Research
Deception Cues and Robotic Agents
This was a small study that I conducted along with fellow student Wesley Miller, in which 25 participants were asked to rate three different agents - a human, a robot, and a text-based interface - in terms of their trustworthiness in reporting on the details of an external event. The results of the study indicate that participants were able to identify deception cues - traits that people exhibit when speaking untruthfully - the most successfully in interacting with the human agent. Additionally, the robotic agent was rated to be the most trustworthy of the agents involved, even in cases in which it reported events falsely.
Foreground Segmentation
For a final project in the Computer Vision course, I worked with another graduate student, Emma Turetsky, to implement an adaptive approach to background-foreground segmentation using a weighted clustering technique. The resulting program separates an incoming video feed into background and foreground layers in real time, marking the background region in black for demonstration purposes. This was designed to work even for a low-end video capture peripheral such as a webcam, and has been parallelized for efficiency on multi-core platforms.
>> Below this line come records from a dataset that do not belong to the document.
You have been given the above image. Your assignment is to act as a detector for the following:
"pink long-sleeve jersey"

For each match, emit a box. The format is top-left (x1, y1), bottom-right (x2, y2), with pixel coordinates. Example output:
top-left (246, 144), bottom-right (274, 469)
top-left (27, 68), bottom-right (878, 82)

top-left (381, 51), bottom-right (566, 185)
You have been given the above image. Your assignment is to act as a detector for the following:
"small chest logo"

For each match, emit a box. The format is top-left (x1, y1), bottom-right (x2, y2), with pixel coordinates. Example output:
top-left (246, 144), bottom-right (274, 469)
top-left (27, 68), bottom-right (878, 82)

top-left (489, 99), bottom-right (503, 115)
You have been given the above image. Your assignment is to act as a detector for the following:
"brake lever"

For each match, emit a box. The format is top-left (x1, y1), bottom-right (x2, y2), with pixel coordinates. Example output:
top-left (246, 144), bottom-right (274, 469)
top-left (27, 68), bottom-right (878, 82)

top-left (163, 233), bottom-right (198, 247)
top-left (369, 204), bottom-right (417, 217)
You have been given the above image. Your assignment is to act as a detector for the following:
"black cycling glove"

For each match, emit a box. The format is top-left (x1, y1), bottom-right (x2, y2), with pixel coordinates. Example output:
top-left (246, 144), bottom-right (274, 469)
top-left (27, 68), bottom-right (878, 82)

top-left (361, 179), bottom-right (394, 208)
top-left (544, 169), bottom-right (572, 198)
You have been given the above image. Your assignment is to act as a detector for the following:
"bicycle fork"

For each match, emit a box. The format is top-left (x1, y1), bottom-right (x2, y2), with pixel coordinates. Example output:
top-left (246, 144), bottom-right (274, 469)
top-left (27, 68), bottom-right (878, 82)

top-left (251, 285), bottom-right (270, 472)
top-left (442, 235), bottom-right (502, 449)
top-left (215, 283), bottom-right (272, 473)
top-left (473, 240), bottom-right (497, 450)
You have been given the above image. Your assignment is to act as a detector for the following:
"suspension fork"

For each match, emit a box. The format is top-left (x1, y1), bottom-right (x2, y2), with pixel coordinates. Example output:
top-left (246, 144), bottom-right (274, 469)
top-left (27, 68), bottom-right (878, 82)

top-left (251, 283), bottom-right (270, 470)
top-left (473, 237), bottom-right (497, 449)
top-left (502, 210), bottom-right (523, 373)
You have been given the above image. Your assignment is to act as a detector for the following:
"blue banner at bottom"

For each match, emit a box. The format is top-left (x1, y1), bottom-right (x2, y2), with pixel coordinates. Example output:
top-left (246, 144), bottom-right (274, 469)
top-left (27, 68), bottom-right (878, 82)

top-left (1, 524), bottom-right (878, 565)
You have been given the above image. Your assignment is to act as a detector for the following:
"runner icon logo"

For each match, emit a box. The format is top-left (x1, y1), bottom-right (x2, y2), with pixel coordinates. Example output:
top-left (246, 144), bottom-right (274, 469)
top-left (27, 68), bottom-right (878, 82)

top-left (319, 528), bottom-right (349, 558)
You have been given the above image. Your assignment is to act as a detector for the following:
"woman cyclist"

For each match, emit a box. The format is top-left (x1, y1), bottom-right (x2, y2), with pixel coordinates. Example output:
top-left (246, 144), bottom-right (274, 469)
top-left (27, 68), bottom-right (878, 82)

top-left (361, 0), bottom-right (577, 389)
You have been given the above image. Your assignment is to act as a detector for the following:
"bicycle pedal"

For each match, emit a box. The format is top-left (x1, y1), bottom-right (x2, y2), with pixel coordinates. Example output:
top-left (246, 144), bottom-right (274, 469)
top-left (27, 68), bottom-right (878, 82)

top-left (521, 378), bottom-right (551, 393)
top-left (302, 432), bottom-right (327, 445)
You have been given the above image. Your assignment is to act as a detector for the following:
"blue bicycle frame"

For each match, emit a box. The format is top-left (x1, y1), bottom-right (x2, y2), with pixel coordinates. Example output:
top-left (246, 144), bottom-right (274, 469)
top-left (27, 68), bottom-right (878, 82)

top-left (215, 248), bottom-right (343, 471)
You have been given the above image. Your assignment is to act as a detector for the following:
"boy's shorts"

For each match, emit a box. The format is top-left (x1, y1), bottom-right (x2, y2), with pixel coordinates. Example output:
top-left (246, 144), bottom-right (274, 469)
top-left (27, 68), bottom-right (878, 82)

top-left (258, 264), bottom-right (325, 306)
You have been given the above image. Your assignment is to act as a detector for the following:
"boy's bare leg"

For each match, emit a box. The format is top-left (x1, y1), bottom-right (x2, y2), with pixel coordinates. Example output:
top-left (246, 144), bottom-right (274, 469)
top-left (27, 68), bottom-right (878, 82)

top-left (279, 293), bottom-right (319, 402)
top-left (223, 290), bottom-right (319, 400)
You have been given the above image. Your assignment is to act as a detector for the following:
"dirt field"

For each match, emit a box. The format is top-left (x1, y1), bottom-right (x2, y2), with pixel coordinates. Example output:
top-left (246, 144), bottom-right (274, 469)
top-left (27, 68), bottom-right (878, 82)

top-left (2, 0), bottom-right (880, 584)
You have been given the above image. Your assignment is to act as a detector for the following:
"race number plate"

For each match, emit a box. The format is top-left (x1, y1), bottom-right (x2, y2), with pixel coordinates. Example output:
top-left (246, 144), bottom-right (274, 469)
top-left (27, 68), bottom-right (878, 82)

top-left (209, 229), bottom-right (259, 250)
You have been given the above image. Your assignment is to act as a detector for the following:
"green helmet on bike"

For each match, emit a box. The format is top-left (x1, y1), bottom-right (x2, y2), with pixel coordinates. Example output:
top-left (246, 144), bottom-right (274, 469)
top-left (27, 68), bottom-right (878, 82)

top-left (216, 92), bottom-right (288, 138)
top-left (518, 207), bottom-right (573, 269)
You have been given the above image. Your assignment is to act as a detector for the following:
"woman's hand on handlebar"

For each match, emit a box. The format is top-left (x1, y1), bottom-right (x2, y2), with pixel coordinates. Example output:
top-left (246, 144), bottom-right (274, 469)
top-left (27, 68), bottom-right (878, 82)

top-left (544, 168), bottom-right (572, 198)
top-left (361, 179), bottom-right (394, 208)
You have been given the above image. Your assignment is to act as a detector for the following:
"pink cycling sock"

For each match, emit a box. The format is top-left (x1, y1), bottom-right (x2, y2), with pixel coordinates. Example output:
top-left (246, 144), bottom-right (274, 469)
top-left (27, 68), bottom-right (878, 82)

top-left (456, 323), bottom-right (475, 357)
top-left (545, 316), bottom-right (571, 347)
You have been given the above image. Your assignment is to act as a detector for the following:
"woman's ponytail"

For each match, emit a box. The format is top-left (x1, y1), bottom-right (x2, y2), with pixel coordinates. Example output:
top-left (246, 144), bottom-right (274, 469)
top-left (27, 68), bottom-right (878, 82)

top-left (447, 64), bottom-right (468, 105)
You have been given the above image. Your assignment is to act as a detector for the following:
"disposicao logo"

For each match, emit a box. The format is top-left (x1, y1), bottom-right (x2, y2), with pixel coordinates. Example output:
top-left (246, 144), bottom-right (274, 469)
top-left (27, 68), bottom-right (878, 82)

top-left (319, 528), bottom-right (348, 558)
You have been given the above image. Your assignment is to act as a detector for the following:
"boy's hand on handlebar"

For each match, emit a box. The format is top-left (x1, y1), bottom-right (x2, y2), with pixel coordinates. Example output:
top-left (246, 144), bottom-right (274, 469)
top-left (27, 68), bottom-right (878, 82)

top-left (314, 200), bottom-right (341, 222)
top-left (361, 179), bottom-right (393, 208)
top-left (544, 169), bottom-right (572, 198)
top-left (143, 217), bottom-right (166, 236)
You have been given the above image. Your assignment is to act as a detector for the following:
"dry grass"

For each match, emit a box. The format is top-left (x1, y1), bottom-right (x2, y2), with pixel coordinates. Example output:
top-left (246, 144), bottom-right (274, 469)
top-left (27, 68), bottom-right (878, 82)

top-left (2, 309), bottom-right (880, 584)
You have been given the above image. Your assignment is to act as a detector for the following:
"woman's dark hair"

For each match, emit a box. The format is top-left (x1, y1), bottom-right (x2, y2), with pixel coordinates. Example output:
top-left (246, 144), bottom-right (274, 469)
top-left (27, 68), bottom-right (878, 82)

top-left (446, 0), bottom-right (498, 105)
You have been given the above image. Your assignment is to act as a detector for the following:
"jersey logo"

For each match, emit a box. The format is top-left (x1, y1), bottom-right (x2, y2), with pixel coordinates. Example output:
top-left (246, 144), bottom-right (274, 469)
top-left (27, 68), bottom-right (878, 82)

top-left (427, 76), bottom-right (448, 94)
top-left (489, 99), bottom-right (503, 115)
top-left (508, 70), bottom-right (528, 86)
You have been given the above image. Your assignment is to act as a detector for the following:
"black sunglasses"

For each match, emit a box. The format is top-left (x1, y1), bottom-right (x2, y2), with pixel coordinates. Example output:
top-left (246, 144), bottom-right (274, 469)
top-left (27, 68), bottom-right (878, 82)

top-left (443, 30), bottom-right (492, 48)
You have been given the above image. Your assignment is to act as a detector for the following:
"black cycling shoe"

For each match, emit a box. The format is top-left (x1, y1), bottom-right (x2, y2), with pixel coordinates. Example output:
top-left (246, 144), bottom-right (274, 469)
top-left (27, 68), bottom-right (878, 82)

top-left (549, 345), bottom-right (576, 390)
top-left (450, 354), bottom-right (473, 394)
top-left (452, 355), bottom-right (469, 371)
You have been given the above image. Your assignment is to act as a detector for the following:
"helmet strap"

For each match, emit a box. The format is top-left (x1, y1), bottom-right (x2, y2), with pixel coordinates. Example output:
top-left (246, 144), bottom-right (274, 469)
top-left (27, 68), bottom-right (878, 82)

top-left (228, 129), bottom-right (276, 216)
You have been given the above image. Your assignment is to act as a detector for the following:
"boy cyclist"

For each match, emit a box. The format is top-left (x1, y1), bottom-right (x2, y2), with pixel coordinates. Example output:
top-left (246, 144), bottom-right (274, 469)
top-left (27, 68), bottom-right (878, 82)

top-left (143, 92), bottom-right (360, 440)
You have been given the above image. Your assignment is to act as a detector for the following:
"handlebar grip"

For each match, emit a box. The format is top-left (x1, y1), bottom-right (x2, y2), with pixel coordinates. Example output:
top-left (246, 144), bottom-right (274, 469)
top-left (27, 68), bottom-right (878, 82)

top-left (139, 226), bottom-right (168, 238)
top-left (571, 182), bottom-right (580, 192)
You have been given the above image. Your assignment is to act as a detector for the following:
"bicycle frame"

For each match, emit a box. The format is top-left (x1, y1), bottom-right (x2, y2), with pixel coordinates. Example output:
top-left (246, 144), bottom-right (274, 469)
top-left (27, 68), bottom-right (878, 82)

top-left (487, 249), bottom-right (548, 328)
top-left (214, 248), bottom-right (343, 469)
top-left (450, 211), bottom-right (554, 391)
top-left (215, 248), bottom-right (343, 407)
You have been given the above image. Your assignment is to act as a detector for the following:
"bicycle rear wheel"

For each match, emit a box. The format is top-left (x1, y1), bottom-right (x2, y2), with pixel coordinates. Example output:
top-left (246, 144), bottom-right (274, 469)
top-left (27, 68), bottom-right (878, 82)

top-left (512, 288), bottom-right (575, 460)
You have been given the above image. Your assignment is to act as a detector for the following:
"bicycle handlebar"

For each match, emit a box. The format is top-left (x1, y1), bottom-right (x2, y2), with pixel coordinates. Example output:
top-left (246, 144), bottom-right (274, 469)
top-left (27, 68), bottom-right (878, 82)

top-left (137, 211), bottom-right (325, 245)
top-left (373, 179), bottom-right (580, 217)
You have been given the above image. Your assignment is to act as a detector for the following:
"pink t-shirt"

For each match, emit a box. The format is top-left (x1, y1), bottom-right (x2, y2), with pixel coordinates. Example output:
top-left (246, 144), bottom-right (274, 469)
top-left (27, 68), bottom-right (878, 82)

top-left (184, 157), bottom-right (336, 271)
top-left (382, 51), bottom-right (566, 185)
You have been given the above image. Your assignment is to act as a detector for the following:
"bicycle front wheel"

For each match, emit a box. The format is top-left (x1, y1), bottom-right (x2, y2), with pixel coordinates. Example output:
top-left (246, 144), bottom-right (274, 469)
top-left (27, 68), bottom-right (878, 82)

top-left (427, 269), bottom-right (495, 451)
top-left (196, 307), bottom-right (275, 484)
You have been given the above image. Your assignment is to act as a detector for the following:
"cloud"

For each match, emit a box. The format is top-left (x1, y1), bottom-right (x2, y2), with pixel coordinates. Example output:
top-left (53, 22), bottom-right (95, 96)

19th Century Literature Genre Map
Based on raw texts and other domain-specific information provided by English student Catherine DeRose, I wrote a small set of scripts which output a parsed set of annotations giving location names, frequency of occurrence, map coordinates, and associated literary genres in JSON format. This file can then be loaded into a separate web-based utility that I created using the d3 and Polymaps JavaScript libraries, which overlays this data onto an interactive map. The end result is a map which shows locations from 55 different 19th century novels, filterable based on literary genre and otherwise capable of drilling down into the underlying data using the provided interface functionality.
Spam Classification
This was a solo project meant to compare three machine learning implementations - a naive Bayes network, a logistic regressor, and a multilayer neural network - in the task of classifying input e-mail messages as either spam or ham (legitimate mail). This required the design and construction of each of these types of classifier as well as processing and formatting for a set of over 1000 e-mail messages for the systems to work with. The results showed that the naive Bayes approach was generally weaker than the other classifiers working on the unretouched data set, but did marginally better when the data was separated into 'early' and 'late' sets based on timestamp, suggesting that this classifier may be more resistant to changes in spam content over time as compared to the other two.